Первая мысль была — Мартышка!..
И нужды нет, что попасть в резиденцию генерал-губернатора не так-то просто, что посторонняя дама, да еще прибежавшая ночью, в лучшем случае будет ждать до утра возле будок, в которых стоят караульные солдаты, а в худшем — ее арестуют как лицо подозрительное. Мартышка — и все тут… только она…

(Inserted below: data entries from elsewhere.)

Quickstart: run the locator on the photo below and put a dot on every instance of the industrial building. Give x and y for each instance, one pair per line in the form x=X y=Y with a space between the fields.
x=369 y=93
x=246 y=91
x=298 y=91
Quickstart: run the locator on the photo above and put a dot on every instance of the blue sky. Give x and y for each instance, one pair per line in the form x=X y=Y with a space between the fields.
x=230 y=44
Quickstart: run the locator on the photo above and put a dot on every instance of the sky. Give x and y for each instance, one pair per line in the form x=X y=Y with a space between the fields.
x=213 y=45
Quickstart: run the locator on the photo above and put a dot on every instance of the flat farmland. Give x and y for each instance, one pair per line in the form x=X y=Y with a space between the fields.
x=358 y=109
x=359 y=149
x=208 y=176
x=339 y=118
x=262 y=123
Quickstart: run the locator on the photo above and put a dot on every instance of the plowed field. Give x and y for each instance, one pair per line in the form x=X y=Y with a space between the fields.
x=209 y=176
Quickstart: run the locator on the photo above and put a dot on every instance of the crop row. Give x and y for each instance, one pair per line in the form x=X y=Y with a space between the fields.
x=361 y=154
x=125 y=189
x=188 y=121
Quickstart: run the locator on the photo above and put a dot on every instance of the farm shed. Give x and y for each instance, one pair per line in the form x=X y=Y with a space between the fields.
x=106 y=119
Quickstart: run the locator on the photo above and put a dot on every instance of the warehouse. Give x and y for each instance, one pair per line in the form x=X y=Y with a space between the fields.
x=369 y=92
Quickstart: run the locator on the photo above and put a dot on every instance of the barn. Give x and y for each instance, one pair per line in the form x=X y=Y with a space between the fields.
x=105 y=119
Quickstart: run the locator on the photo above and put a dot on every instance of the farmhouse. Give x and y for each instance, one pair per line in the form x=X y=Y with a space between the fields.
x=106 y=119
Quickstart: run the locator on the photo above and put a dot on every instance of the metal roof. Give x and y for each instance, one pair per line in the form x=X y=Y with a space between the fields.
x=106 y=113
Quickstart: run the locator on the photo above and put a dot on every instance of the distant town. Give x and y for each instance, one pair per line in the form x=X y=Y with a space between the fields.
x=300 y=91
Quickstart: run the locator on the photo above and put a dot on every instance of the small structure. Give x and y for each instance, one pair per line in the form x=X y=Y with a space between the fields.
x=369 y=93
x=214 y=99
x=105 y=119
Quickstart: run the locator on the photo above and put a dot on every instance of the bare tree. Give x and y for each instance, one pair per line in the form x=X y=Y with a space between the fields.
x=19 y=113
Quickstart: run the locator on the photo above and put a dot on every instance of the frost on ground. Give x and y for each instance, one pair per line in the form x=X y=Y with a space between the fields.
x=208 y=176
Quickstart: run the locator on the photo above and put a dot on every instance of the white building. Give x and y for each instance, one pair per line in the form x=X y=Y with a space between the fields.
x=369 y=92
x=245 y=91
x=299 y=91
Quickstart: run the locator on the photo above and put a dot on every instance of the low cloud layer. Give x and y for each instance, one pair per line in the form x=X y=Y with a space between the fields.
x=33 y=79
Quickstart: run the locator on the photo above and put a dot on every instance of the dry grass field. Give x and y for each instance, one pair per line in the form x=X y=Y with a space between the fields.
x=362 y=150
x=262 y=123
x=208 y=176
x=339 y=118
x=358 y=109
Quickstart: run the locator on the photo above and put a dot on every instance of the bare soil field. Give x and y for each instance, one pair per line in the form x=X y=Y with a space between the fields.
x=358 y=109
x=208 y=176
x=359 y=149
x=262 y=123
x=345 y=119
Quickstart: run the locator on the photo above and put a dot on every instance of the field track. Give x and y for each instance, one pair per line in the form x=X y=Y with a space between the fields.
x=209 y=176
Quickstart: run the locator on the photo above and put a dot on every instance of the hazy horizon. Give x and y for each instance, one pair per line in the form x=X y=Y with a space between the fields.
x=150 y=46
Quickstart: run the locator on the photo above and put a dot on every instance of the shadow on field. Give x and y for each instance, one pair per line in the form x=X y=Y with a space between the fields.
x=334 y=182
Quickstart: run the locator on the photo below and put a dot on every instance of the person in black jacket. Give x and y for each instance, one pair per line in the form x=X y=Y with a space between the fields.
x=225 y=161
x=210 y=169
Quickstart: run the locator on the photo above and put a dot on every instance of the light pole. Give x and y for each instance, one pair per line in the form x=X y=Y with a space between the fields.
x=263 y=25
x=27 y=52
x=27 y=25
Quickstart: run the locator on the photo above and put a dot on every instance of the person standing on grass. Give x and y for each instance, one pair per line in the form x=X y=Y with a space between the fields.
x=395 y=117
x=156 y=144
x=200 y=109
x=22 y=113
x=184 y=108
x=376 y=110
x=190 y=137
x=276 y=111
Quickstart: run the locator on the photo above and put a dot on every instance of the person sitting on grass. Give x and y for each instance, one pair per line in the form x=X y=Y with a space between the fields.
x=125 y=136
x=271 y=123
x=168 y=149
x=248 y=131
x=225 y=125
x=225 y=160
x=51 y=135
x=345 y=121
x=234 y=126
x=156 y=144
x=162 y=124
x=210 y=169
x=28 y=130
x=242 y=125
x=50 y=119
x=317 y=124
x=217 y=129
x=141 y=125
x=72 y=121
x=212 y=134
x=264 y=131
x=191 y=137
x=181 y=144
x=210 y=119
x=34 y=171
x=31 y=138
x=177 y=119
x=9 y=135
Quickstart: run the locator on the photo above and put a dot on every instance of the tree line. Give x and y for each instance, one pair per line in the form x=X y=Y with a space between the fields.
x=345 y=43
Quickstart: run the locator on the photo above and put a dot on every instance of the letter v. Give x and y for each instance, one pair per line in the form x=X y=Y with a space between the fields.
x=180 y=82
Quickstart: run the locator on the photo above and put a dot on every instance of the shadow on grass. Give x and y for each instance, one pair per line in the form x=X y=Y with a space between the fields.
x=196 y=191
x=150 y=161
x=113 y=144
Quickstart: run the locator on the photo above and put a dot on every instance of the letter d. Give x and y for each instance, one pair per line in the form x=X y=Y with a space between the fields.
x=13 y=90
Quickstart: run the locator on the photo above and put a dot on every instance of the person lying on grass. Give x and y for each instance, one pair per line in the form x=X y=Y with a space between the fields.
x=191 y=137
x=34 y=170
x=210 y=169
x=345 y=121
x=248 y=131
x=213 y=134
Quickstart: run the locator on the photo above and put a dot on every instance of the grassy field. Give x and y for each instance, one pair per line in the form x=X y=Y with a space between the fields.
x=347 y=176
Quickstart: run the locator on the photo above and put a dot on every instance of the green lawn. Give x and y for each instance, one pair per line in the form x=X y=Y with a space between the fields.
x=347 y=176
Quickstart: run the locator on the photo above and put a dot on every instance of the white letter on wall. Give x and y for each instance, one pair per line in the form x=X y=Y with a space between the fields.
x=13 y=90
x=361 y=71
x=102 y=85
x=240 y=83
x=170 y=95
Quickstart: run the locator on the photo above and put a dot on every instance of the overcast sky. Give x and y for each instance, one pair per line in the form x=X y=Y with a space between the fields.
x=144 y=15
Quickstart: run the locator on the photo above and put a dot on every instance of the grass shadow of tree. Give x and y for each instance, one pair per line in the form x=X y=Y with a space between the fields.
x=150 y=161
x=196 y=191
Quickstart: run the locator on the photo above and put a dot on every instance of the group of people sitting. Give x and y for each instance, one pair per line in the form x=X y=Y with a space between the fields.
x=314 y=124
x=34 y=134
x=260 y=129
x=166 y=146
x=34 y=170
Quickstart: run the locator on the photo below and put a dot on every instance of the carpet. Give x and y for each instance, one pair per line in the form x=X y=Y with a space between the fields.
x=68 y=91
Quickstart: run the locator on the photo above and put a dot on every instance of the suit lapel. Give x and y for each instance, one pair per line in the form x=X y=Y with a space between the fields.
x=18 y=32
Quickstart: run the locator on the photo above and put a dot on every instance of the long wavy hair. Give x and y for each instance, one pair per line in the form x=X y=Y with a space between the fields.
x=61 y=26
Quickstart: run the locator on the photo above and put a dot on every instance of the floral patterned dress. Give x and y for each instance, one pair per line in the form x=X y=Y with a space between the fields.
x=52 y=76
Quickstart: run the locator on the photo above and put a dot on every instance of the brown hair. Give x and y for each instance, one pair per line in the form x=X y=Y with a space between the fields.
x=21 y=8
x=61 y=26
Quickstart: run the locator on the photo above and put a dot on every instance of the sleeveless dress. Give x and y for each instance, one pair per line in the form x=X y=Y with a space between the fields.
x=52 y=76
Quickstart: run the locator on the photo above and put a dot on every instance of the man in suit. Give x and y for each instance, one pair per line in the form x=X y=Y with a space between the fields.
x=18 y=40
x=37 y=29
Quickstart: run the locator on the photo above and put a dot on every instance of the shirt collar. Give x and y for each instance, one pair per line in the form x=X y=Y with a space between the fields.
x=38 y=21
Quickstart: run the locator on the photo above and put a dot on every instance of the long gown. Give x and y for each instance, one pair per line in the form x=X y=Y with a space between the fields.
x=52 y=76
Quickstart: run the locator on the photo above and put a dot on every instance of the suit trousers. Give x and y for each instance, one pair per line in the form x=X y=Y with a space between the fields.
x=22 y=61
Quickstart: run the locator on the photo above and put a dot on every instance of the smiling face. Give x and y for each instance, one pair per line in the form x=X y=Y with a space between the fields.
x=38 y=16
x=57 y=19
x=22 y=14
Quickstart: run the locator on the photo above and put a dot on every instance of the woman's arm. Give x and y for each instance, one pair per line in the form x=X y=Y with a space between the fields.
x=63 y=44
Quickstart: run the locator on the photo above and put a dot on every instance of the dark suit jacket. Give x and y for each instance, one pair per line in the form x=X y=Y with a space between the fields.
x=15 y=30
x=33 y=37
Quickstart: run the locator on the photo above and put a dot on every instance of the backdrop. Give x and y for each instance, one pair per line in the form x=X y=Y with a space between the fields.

Что-то шлепнулось на пол, что — неизвестно. Маликульмульк схватил редингот, стал вдевать руки в рукава. Пройма никак не давалась впопыхах, он завертелся, опрокинул стул. Одеяло зашевелилось, появилось заспанное личико.
— О Господи! — воскликнул Маликульмульк. — Ты как сюда попала?!
— Ждала вас, Иван Андреич, — ответила Тараторка и зевнула. — А вас все нет и нет. Но надо же нам наконец поговорить!
— И это, по-твоему, самое подходящее место для разговоров?
— А где еще? — не осознавая пикантности вопроса, спросила Тараторка. — Я знала, что вы ушли. Думала, вернетесь поздно. А с утра опять уйдете в канцелярию. И никак не поговорить! А очень нужно, право, нужно! Вы тогда рассердились, а я ведь не просто так бегала на Родниковую!
— Маша, — грозно сказал Маликульмульк. — Вылезай из постели, я отвернусь. И больше никогда так не делай. Правду люди говорят: росла среди мальчишек и все ухватки у тебя мальчишеские. А ты — девица!
— Для чего же отворачиваться, Иван Андреич? Я же, не раздеваясь, легла!
Из щели меж одеялом и простыней показалась по-девичьи худенькая ножка — до самого колена. Белый чулок сполз к щиколотке. Вынырнула и вторая. Тараторка выбралась из-под тяжелого толстого одеяла и опять зевнула. Затем принюхалась.
— Иван Андреич, ватрушками пахнет!
Тут только Маликульмульк обнаружил, что в панике выронил принесенный с поварни узелок, концы узелка разошлись, ватрушки разломились. Шустрая Тараторка, одернув на себе платье, соскочила с постели, опустилась на корточки, собрала обломки и выложила на стол — хорошо хоть, бумаги в сторону отодвинула.
— Иван Андреич, ну, простите! Вперед не буду! Только дело-то такое — может, даже очень важное! Вы ешьте, ешьте, а я буду говорить!
И сама первая схватила кусок ватрушки.
Первую часть ее речи можно было и не слушать — Маликульмульк сам догадался, что Тараторка во время прогулки с Варварой Васильевной нарочно изучала местность, чтобы потом самостоятельно найти Родниковую улицу. А вот вторая часть оказалась любопытной…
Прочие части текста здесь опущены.